O bispo da altura, D. Jerónimo José da Mata, achou benéfica uma nova mudança das instalações do Recolhimento, que passa a ficar no Mosteiro de Santa Clara.
Em 1875 os estatutos regulamentares do já Colégio de Santa Rosa de Lima foram aprovados por portaria de 19 de Fevereiro. A regente do Colégio seria a partir de então D. Teresa da Anunciação Denemberg, cujas virtudes e educação ganharam fama. Uns anos depois, em 1883, os bens do extinto convento de Santa Clara foram entregues à comissão que dirigia o Colégio.

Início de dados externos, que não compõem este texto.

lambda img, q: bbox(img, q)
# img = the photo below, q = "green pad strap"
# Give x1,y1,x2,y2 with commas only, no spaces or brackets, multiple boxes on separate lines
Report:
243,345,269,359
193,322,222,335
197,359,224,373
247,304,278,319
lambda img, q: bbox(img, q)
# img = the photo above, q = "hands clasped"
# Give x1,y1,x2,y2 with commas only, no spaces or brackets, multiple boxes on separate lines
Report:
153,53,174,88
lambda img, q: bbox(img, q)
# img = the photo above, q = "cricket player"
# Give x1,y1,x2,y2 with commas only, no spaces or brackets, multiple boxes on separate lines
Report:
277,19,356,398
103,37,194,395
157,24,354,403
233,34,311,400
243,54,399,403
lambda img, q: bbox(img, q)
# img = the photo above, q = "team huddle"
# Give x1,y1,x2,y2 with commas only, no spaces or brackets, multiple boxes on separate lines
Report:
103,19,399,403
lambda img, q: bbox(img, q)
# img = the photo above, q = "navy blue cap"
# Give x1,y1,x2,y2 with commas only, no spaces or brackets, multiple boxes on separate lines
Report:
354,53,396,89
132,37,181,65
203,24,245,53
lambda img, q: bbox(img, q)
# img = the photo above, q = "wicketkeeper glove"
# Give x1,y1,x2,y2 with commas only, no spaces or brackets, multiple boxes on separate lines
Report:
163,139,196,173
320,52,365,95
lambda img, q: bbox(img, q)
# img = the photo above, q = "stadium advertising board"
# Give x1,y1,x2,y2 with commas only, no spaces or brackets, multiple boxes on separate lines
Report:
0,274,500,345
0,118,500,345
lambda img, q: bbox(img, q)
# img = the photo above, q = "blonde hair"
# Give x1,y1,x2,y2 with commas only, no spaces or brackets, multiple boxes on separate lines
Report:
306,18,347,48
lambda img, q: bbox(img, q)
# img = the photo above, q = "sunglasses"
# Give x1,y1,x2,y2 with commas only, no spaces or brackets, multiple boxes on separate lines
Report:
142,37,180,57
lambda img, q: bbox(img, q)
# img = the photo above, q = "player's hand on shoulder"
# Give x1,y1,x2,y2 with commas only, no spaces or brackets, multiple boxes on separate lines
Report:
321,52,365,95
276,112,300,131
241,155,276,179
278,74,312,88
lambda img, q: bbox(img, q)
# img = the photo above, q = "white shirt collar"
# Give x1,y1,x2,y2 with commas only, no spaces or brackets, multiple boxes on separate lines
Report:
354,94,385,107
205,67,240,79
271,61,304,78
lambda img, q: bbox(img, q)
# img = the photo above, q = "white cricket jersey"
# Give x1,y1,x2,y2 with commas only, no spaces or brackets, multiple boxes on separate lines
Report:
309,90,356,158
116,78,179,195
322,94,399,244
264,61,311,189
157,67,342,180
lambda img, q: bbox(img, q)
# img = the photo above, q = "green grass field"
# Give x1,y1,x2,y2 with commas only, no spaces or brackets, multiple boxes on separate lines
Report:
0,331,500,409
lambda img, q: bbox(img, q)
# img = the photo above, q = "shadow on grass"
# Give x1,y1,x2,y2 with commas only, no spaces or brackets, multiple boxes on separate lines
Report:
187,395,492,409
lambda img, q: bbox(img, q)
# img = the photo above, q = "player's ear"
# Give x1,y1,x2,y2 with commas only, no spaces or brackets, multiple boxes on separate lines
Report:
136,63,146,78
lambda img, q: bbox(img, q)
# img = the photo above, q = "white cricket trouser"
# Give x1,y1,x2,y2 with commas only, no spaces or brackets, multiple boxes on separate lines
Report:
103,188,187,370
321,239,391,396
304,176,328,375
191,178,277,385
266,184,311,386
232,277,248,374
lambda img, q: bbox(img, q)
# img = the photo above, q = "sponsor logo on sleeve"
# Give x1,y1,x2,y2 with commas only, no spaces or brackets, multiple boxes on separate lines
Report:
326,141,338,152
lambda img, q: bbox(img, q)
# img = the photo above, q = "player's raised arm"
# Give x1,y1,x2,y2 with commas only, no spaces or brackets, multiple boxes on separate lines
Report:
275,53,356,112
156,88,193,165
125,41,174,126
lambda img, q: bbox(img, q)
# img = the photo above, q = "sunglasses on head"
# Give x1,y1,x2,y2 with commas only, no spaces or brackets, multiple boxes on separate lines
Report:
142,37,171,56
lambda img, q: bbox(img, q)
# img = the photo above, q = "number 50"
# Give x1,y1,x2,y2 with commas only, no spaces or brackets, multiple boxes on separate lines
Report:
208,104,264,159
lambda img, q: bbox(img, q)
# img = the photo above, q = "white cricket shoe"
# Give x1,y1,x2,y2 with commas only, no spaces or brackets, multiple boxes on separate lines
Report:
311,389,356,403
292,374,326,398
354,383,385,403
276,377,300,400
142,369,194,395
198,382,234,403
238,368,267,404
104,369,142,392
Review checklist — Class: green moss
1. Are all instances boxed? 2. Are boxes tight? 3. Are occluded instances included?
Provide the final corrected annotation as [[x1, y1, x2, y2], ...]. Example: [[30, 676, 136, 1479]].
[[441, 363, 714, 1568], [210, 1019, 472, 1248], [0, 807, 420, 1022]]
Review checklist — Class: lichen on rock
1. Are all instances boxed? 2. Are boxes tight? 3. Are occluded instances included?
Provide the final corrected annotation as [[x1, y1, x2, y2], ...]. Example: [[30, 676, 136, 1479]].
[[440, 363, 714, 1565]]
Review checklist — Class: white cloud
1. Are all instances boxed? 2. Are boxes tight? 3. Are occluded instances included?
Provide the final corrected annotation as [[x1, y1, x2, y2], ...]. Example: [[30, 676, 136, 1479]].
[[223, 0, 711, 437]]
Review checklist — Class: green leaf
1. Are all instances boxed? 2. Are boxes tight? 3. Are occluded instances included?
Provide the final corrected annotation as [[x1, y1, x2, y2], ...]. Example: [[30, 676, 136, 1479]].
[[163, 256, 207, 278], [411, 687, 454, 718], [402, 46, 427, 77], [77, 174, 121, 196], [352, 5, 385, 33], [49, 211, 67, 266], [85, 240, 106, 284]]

Nestes finais do século XIX o estabelecimento de ensino, cuja vida foi sempre um pouco conturbada, é confiado às madres Canossianas até 1903. A partir desta data vai aproximar-se mais, como Colégio, da instituição que hoje conhecemos. Mas não é ainda a estabilidade! A convite do então bispo de Macau, D. João Paulino de Castro, as irmãs Franciscanas Missionárias de Maria tomam conta do mosteiro e assumem simultaneamente a direcção do Colégio. Porém, não se haviam ainda completado sete anos quando, mercê da instabilidade política e social que se vivia então em Portugal, estas religiosas foram obrigadas a um retiro. Saem de Macau e recolhem-se em Shui Hing, aguardando tempos mais calmos. E, mais uma vez, o Colégio é entregue a uma comissão directora. O regresso de religiosas à direcção só se verificou em 1929, com as irmãs missionárias de Nossa Senhora dos Anjos. Mas por pouco tempo. O bispo D. José da Costa Nunes insistia no regresso das irmãs Franciscanas Missionárias de Maria que acedem e regressam pouco depois para assumir de vez os destinos do Colégio cujo desenvolvimento é notório a partir de então, finalmente com a estabilidade merecida.
Contrataram-se professoras em Portugal e foi aberto o curso liceal. O ensino infantil foi outra inovação introduzida. Paralelamente havia um curso de economia doméstica, frequentado por muitas jovens macaenses, mães de família e também raparigas vindas de Portugal.
década 1930
No dia 7 de Dezembro de 1939 foi concedido o alvará do ensino particular liceal e seis meses depois, a 3 de Junho, o alvará de escola primária. E chegamos à década de 40 que verá a vinda para Macau da madre Gertrudes do Nascimento. É uma nova página que se abre.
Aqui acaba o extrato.